Nigéria : elles ont survécu à la traite des femmes sur les routes de l’exil

« Mon monde s’est écroulé. J’étais désespérée. C’était vraiment dur et dégoutant de me voir comme ça. Je me demandais pourquoi avoir fui ce vieil homme auquel on voulait me marier pour me retrouver à coucher pour du business, non pas avec un, ni avec deux, mais avec des milliers d’hommes. »

La moitié des migrants sont des femmes. Si la proportion reste relativement stable depuis les migrations du 19ème siècle, une nouveauté change la donne. Auparavant, les départs étaient familiaux. Si certaines femmes partaient seules, c’était pour rejoindre leur époux parti plus tôt pour préparer l’arrivée de sa famille.

Désormais, leurs départs sont solitaires. Ils sont faits dans l’urgence et la douleur. Ces femmes prennent la route seules ou avec leurs enfants pour fuir les violences conjugales, les mutilations génitales, les viols de guerre ou encore les mariages forcés. Sur les routes, elles doivent faire face aux mêmes difficultés que les hommes, mais elles doivent également affronter la violence des proxénètes.

Vatican News a recueilli les témoignages de deux d’entre elles, Joy et Edith. Toutes deux nigérianes de 23 ans, elles racontent l’horreur.

Edith n’a que  9 ans quand elle est confiée à son oncle. Après un petit temps de scolarisation, sa tante décide qu’elle doit travailler. Elle tente même de la prostituer à Dubaï sans succès. En 2014, Edith est contrainte à partir sur les routes de l’exil.

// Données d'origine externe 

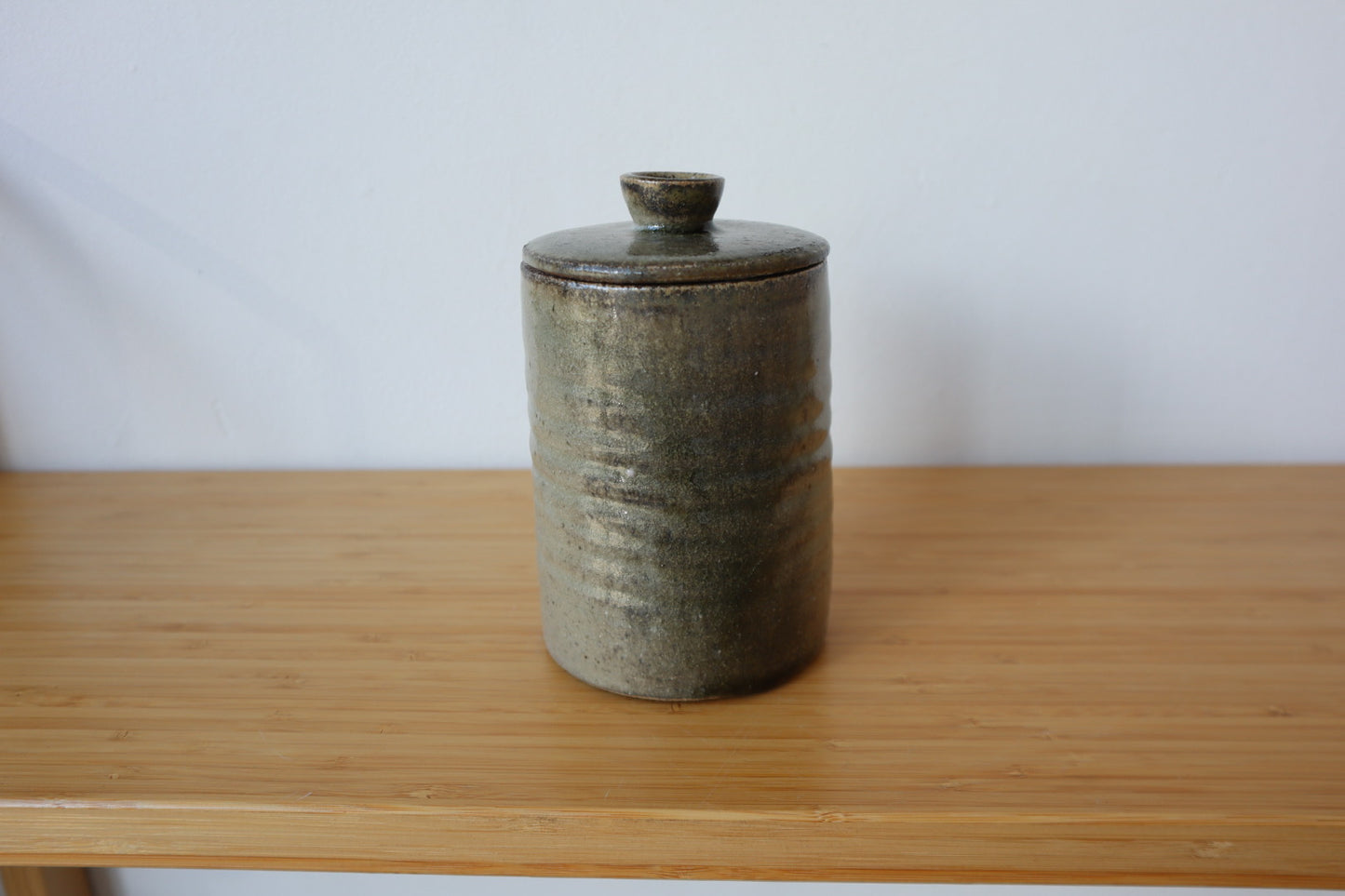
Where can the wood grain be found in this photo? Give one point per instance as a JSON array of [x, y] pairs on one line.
[[1032, 675]]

« De nombreuses personnes sont mortes. J’ai vu des cadavres partout. Tant de personnes ont été violentées, violées. Les garçons les frappaient, collectaient l’argent. Beaucoup de gens pleuraient, mais moi je n’en avais pas besoin, parce que j’avais déjà traversé tant d’épreuves. J’étais prête à tout affronter. Ou tu survis ou tu meurs. »

Elle traverse le Nigéria en bus, poursuit dans le désert, puis passe 3 semaines dans un ghetto libyen. Elle tente ensuite la traversée vers l’Europe en bateau. Mais le bateau prend feu. Brûlée vive, elle s’évanouit. Mais quand elle perd connaissance, elle fait tomber son amie à l’eau, une fillette, qui n’a pas survécu à la chute. Cinq jours plus tard, elle reprend la route et arrive enfin en Italie.

Après avoir été soignée pendant 1 mois dans un centre d’accueil, elle sort. Une « madame » vient à sa rencontre. Ces « madames » sont des proxénètes. Les nigérianes leur doivent obéissance à cause d’un serment fait devant un chef traditionnel.

« Une personne de mon camp m’a conduite à une femme. Elle m’a dit qu’elle était ma ‘madame’. Elle m’a tout pris, l’adresse du camp, mes numéros de téléphones. C’était l’hiver mais chaque nuit, ils m’emmenaient dans la rue. Je n’étais pas capable de faire le job. Je ne ramenais pas d’argent, alors elle me battait beaucoup. »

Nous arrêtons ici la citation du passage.